New Jersey’s WARN Act: What Employers Need to Know When Conducting Mass LayoffsJanuary 18, 2023 | by Alex Lee
After a long hold, several substantial changes will soon come into effect for businesses conducting layoffs in New Jersey. On January 10, 2023, Governor Phil Murphy signed Assembly Bill No. 4768 into law, which amended the state’s “mini-WARN” act, officially titled the Millville Dallas Airmotive Plant Job Loss Notification Act (NJ WARN). The amendments will result in some of the most expansive requirements in the nation for employers conducting mass layoffs of employees.
These amendments, which had originally passed in 2020, had been long delayed in coming into effect due to their effective date having been tied to the end of the ongoing State of Emergency arising from the COVID-19 pandemic. Without a clear end in sight to the State of Emergency, the newly signed legislation removed that tie and puts the amendments into immediate effect on April 10, 2023, ninety days after its signing.
The amendments bring significant changes to the state’s WARN requirements, which will have a major impact on the process of conducting layoffs:
- Lower Thresholds for Notice: A termination of 50 or more employees within a 30-day period now triggers the WARN notice requirement for an employer, regardless of the employees’ tenure with the employer, or hours of work.
- Expanded Scope of Coverage: In determining whether the thresholds for notice have been met, employers must now count all terminations made by the employer within the entire state, rather than looking at a single place or facility of employment.
- Increased Notice Period: The advance notice period prior to discharging an employee has been increased from 60 days under the prior law to 90 days.
- Expansion of Covered Employers: The requirements apply to employers with 100 or more employees.
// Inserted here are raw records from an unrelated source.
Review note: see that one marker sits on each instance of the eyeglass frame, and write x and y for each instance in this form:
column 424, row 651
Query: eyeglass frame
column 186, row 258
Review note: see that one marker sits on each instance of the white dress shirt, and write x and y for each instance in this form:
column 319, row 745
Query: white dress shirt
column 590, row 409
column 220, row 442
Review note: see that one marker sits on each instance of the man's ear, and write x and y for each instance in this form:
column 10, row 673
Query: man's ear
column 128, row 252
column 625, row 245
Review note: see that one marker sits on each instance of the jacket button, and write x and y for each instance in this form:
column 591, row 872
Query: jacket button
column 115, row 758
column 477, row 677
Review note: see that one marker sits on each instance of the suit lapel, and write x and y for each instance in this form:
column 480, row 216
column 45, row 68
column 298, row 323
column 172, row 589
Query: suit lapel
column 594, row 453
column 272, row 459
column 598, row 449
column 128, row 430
Again, the number of employees that an employer must count for these purposes includes all part-time employees, regardless of the length of the employees’ employment, or hours worked by the employees in a week.
- Mandatory Severance Pay: Perhaps the most significant change for employers is that severance pay is now required to be paid for all terminated workers in a mass layoff at a rate of one week of pay for each year worked for the company. This can increase to require four additional weeks of pay for each year of service in the event that the 90-day notice required is not provided. Under the pre-amendment WARN requirements, there was no automatic severance requirement and employers were only required to provide a severance payment in the event they failed to provide the required notice.
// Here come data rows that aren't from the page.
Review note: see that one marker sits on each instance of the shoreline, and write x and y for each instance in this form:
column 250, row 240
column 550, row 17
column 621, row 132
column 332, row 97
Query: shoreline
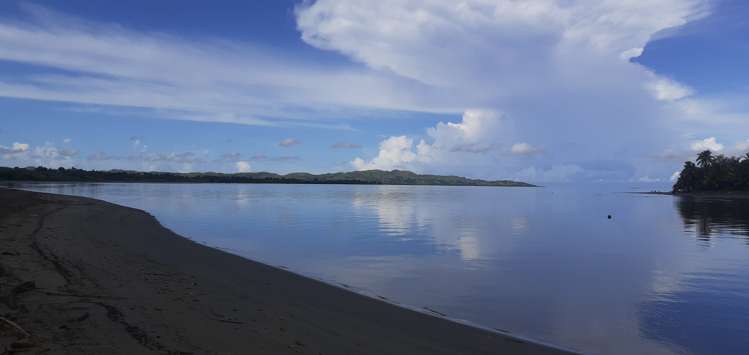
column 701, row 194
column 83, row 275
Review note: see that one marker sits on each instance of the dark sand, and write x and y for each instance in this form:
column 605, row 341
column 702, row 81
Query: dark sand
column 88, row 277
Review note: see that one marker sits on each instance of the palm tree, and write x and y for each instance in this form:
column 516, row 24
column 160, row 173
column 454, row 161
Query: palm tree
column 705, row 159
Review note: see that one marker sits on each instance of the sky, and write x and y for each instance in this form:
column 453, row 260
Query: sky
column 539, row 90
- Waiver Prohibition: The amendments also prohibit employees from waiving their rights to the above described severance, barring state or court approval.
New Jersey employers should take note that the new amendments will apply to any reductions in force that occur on or after the effective date of April 10, 2023. Employers should review the above changes prior to making any personnel decisions regarding layoffs. Employers should also review their termination policies with an employment attorney to ensure compliance with the above-described changes.